The CSR Sync manager in general runs in a polling mode such that it pulls down settings from the server periodically. Since the sync manager is used for synchronizing port settings, there is the potential for a window where the client’s port settings are out of sync with the server’s. If a client were to print a job to a Branch Office printer during this time the job would fail or go to the wrong place.

To eliminate this issue, a synchronous cache sync is forced on the client at the start of every job. This insures the settings are up to date at the time when they are needed most. To reduce the performance impact, only port information is synced, not a full printer sync.

Fallback

There are mutually exclusive settings, some of which cause automatic fallback (either to CSR or SSR, both through the server). If either condition occurs there are events logged to the event log.

  • Printer falls back to Server side rendering if the enhanced point and print driver is used.

  • SSR Fallback occurs if the driver in use does not support CSR.

  • CSR Fallback occurs if port settings are not WSD or TCP.

  • SSR Fallback occurs if admin has manually enabled SSR on the given queue.

  • CSR Fallback occurs if the Keep printed jobs setting is enabled on the given queue.

  • CSR Fallback occurs if printer pooling is enabled on the given queue.

In each of the above cases, the client will fall back to normal printing and an event will be logged explaining why for administrative purposes. To make the fallback apparent to the administrator, warning events are logged on the server as well.  The server checks whether incoming jobs are from clients that should have Branch Office Printing enabled but go through the server instead.

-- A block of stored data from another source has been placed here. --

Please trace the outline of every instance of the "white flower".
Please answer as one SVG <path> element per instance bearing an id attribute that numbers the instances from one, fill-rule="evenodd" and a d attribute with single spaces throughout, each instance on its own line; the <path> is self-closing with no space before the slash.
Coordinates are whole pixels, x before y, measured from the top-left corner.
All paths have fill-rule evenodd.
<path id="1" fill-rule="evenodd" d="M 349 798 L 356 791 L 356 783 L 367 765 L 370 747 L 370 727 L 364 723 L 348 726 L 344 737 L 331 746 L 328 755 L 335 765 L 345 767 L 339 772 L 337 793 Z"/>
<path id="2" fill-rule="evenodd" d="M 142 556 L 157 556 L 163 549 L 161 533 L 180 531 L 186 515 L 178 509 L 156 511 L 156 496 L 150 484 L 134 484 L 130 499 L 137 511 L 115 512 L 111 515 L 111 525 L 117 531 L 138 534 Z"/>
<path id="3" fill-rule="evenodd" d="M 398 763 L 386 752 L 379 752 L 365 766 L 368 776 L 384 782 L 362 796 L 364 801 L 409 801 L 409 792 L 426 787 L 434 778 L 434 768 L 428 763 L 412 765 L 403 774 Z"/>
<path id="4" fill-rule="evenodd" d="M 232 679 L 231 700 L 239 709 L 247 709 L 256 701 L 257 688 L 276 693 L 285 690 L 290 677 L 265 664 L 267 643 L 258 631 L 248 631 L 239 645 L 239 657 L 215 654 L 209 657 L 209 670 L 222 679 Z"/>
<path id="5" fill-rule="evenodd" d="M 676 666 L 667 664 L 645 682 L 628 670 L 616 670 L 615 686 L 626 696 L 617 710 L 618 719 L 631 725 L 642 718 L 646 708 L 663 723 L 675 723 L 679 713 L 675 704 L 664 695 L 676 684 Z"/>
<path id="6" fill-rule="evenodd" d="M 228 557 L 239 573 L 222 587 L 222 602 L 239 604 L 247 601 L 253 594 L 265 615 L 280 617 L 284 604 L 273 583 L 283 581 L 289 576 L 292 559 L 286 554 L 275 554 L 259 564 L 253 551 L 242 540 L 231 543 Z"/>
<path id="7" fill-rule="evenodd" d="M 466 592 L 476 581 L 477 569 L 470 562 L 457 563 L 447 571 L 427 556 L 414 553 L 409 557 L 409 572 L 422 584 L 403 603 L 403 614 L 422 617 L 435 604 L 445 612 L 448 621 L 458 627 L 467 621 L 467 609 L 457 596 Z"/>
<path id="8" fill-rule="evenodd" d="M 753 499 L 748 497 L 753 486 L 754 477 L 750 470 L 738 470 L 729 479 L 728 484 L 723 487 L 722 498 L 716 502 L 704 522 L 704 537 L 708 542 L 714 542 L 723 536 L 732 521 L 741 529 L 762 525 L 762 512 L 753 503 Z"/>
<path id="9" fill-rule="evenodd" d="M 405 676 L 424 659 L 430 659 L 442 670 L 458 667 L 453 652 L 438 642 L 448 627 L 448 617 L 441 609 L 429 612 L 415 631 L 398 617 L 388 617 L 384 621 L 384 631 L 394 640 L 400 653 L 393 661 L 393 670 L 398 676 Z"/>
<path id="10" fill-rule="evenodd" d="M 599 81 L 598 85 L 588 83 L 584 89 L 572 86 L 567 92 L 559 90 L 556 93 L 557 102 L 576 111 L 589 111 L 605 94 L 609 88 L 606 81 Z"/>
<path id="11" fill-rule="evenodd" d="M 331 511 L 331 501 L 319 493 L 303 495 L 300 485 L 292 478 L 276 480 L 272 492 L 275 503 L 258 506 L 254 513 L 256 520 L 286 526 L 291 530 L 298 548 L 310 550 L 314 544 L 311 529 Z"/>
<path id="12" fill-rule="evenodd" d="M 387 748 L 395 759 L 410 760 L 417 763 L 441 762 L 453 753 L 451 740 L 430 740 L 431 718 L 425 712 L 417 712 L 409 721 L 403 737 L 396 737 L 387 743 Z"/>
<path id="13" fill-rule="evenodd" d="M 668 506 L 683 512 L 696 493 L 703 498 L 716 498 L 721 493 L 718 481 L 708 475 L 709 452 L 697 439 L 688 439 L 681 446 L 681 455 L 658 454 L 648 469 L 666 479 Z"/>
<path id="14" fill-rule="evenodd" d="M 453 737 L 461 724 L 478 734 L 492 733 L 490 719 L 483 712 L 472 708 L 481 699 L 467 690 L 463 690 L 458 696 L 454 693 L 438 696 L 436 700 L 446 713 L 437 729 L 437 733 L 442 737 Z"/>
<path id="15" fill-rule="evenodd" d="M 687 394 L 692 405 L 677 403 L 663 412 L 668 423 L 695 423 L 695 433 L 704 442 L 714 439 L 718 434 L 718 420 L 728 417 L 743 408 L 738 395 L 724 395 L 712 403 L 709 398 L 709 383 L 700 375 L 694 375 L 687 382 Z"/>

See the following tables for more information about these events.

Branch Office Direct Printing Event IDs

The following Branch Office Direct Printing events are logged in the Applications and Services Logs/Microsoft/PrintService/Admin event log:

Event ID

Description

858

Connection '%1' has been reconfigured for normal operation because the queue has been configured for Server Side Rendering. To re-enable Branch Office Printing, enable the 'Render Jobs On Client' setting on the server queue.

862

Connection '%1' has been reconfigured for normal operation because the 'Keep Printed Jobs' setting is enabled on the queue. To re-enable Branch Office Printing, disable the 'Keep Printed Jobs' setting on the server queue.

The following Branch Office Direct Printing events are logged in the Applications and Services Logs/Microsoft/PrintService/Operational event log:

Event ID

Description

856

Connection '%1' has been reconfigured for normal operation because branch office printing has been disabled.

857

Connection '%1' has been reconfigured for normal operation because the queue is incompatible with branch office printing.

859

Connection '%1' has been reconfigured for normal operation because the client is incompatible with branch office printing.

860

Connection '%1' has been reconfigured for normal operation because the server is incompatible with branch office printing.

861

Connection '%1' has been reconfigured for normal operation because the remote port is incompatible with branch office printing.

863

Connection '%1' has been reconfigured for normal operation due to an internal error, %2.